Мы пьем до боли в горле, пока не пьянеем вдрызг, и не рвем глотки от пьяного смеха. Мне все больше и больше становится плевать на то, что происходит с нами. В эту ночь необходимо все забыть, и я быстро забываю обо всем, что пообещал себе сделать с ней, и с тем, кто стоит за всем этим. Это кажется настолько бесполезным. Теперь, когда она моя…теперь, когда она помнит начало нашей истории…зачем причинять боль тому, кто все у меня отнял? У меня уже все есть.
Поворачивая голову, я ставлю бутылку между нами, и смотрю на нее. Она прекрасна. Я люблю ее и ненавижу так сильно! Я не знаю почему, но не могу просто взять и выбросить ее из души. Это чертовски не похоже на меня. Мать вашу, да я никогда ни к кому не привыкал. Она исключение. Девушка, которая продолжает бежать от меня, продолжает дразнить и соблазнять собой, даже если ее ждут жесткие последствия. Настолько жесткие, что я стал ненавидеть ее за это. Да, для меня виной всему — она. Возможно, это несправедливо. Слишком, мать вашу, херово. Жизнь несправедлива. День, когда они отняли у меня возможность мыслить здраво, стал днем, когда ненависть выжгла во мне все. Я даже не думал, что выживу после этого.

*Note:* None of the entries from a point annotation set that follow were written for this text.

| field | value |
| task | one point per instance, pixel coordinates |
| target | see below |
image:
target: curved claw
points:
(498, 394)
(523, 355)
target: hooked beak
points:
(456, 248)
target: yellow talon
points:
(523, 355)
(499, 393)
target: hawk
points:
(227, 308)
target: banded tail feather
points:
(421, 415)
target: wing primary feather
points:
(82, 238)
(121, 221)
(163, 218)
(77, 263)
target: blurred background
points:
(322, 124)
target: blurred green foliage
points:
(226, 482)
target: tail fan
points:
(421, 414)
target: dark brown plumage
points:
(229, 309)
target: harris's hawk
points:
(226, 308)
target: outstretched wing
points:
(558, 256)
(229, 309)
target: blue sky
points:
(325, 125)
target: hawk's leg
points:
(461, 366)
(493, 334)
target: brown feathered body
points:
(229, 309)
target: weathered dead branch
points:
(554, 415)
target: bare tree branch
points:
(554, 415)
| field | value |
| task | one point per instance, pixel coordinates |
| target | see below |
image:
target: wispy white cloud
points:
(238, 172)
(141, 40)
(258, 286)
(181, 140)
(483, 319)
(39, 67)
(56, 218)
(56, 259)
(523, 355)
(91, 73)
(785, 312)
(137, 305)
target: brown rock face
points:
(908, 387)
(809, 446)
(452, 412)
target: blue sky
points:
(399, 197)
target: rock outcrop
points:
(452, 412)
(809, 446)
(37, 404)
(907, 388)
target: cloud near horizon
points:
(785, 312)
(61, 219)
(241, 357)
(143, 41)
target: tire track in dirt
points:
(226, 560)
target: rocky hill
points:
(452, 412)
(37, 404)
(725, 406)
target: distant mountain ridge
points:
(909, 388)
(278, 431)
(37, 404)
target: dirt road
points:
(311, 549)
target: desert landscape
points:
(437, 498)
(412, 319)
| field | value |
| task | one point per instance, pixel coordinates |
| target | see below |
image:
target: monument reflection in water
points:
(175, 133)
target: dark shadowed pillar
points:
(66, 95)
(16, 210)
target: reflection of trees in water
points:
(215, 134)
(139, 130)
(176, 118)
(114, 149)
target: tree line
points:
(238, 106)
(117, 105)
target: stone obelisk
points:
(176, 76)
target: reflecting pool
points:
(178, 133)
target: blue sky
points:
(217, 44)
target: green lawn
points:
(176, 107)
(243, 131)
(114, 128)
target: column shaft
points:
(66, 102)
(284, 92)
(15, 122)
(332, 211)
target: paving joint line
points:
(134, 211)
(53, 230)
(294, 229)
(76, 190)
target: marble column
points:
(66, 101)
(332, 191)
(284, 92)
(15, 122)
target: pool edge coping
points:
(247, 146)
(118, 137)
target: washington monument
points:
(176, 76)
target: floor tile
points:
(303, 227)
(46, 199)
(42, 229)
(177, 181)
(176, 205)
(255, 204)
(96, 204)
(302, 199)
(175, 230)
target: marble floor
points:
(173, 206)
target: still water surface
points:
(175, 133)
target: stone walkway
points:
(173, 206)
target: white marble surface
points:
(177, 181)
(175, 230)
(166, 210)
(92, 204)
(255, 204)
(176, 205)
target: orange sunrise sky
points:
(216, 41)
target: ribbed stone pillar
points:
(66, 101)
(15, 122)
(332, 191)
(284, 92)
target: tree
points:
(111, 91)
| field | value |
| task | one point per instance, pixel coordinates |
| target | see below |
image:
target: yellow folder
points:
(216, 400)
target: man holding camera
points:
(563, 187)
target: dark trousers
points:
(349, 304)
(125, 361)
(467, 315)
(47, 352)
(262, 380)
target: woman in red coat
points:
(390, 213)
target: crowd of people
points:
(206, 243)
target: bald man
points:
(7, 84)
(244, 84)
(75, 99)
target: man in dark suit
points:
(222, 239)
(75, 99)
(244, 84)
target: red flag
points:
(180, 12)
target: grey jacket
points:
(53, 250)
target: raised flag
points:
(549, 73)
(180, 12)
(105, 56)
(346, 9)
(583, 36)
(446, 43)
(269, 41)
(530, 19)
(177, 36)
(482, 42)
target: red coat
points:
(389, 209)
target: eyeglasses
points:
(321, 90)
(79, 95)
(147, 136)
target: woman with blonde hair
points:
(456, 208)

Она бросает пустую бутылку на заднее сидение. Я думаю, если она заменит одну пагубную привычку другой, вреда не принесет. Мне приходится забыть о надобности наказывать. Но кажется, я не могу допустить мысли о том, чтобы отпустить ее.
Мать твою, почему все настолько херово!? Я привык заботиться о ней, но где-то на тропе заботы я свернул к презрению. Она должна была знать о камере, должна была знать, что ее отец следит за каждым ее шагом. Она обвела меня вокруг пальца, чтобы я трахнул ее. Мой маленький сексуальный птенчик. Она — мой враг, но я могу лишь хотеть ее. Я поднимаю руку и заправляю прядь волос ей за ухо. Теперь дело не в том, что я хочу ее тело, хочу трахать ее всеми известными мне способами. Теперь это больше. Она должна принадлежать мне. Она будет моей, пока я не сдохну.
Я все еще хочу наказать ее. Я никогда не терял жажды к ее крови. Мне всегда нужны будут ее страх и боль. Таким я был рожден. Таким меня вырастили. Это все, что я видел в жизни. Все, чем я стал. Монстр, влюбленный в боль и смерть. Как это жалко.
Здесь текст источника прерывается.